Das vom Bw in Beschwerde gezogenen Straferkenntnis wird den Anforderungen des § 44a VStG jedoch nicht gerecht.

 

§ 18 Abs.12 AuslBG enthält eine, der Dienstleistungsfreiheit Rechnung tragende Sonderbestimmung für die Inanspruchnahme der Arbeitsleistungen von Ausländern, die von einem Unternehmen mit Betriebssitz in einem anderen Mitgliedsstaat des Europäischen Wirtschaftsraumes zur Erbringung einer vorübergehenden Dienstleistung nach Österreich entsandt werden. Das Vorliegen einer Entsendung aus einem Mitgliedsstaat der Europäischen Union stellt daher ein wesentliches Tatbestandsmerkmal dar.

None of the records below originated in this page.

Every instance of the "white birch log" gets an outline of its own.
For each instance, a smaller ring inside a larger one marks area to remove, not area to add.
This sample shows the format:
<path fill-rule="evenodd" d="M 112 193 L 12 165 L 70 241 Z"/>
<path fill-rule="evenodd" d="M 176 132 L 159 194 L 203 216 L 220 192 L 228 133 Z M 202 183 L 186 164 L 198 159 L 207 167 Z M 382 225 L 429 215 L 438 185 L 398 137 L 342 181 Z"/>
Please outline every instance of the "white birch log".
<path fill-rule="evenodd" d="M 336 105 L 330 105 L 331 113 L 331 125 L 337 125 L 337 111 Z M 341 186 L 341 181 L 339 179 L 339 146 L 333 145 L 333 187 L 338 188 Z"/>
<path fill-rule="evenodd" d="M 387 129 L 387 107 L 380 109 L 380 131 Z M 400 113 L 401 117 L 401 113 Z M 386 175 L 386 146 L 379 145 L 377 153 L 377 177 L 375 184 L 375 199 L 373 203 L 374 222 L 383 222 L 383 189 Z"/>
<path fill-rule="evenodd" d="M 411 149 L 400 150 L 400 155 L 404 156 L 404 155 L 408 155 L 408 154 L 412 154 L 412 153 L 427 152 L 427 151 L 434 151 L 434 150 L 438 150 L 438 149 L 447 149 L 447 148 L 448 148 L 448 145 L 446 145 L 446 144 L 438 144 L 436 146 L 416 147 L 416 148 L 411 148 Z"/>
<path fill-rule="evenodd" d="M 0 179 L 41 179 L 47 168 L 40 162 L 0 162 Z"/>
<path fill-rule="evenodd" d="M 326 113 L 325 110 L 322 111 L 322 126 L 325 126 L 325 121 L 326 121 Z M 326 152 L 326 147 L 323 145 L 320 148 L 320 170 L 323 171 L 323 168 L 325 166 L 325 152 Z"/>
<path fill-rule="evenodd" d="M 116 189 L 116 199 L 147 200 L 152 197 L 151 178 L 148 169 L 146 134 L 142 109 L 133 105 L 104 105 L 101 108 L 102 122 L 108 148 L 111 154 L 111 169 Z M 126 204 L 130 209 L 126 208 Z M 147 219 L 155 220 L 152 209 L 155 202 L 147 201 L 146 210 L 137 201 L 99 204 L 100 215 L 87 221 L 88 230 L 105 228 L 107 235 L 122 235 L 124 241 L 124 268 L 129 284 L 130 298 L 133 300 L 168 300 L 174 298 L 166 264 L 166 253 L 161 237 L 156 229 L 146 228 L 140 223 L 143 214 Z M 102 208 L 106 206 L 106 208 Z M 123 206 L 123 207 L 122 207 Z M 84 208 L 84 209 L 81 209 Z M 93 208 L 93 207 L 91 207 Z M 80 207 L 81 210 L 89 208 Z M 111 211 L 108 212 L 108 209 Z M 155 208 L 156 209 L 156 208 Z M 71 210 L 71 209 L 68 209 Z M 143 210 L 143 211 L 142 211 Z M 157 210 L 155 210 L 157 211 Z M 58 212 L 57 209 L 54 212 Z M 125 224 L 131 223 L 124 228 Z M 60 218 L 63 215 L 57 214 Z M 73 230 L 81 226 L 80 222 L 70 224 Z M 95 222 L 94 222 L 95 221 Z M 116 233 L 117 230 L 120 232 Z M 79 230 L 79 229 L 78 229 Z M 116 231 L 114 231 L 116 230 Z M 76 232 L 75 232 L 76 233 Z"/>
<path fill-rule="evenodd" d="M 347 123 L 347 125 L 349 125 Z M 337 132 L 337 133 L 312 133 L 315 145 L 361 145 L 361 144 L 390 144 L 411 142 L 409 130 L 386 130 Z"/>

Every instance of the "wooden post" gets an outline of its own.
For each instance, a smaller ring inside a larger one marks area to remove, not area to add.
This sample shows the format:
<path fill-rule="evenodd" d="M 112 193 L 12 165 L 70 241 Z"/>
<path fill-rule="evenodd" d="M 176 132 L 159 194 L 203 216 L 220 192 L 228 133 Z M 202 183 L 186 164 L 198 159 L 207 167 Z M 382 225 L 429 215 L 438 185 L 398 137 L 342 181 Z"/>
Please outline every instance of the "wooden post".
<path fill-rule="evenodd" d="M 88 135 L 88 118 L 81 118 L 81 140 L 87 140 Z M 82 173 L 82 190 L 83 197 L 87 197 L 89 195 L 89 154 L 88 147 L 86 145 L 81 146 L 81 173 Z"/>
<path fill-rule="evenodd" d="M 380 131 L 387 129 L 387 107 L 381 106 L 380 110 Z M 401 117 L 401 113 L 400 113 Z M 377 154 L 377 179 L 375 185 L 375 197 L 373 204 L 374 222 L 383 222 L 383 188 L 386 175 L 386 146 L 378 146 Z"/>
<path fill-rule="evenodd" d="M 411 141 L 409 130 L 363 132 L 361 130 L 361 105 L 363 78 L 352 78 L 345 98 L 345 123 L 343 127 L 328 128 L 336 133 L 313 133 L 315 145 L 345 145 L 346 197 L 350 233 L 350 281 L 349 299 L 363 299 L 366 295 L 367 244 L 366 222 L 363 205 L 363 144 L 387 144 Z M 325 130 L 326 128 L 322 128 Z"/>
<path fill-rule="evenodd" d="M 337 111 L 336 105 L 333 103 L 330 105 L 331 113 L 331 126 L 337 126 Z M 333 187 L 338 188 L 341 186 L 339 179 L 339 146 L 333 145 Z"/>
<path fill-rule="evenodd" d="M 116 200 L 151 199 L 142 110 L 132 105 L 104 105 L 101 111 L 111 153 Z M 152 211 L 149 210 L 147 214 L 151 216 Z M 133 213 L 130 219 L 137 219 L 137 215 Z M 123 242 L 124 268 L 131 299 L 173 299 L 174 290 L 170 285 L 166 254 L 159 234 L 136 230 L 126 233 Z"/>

Es geht aus dem Spruch der für die Anwendung dieser Bestimmung wesentliche Tatbestand, nämlich der im EU-Ausland gelegener Betriebssitz des entsendeten Unternehmens, nicht hervor.

 

Das von der belangten Behörde dem Bw zur Last gelegte Tatverhalten ist daher mangelhaft. Eine Umschreibung der Tatbestandsmerkmale lediglich in der Begründung reichen im Bereich des Verwaltungsstrafverfahrens nicht aus (vgl. VwGH vom 13.1.1982, Zl. 81/03/0203). Da das inkriminierte Verhalten dem Bw innerhalb der Verfolgungsverjährung nicht zur Last gelegt wurde, war es auch dem Unabhängigen Verwaltungssenat verwehrt, den Spruch des erstinstanzlichen Straferkenntnisses entsprechend zu ergänzen. Das angefochtene Straferkenntnis war daher zu beheben und das Verwaltungsstrafverfahren einzustellen.

 

6. Der Kostenausspruch ist in der angeführten gesetzlichen Bestimmung begründet.

 

 

 

Rechtsmittelbelehrung:

Gegen diesen Bescheid ist kein ordentliches Rechtsmittel zulässig.

 

 

Hinweis:

Gegen diesen Bescheid kann innerhalb von sechs Wochen ab seiner Zustellung Beschwerde an den Verfassungsgerichtshof und/oder an den Verwaltungsgerichtshof erhoben werden; diese muss – von gesetzlichen Ausnahmen abgesehen – jeweils von einer bevollmächtigten Rechtsanwältin oder einem bevollmächtigten Rechtsanwalt eingebracht werden. Für jede dieser Beschwerden ist eine Eingabegebühr von 240 Euro zu entrichten.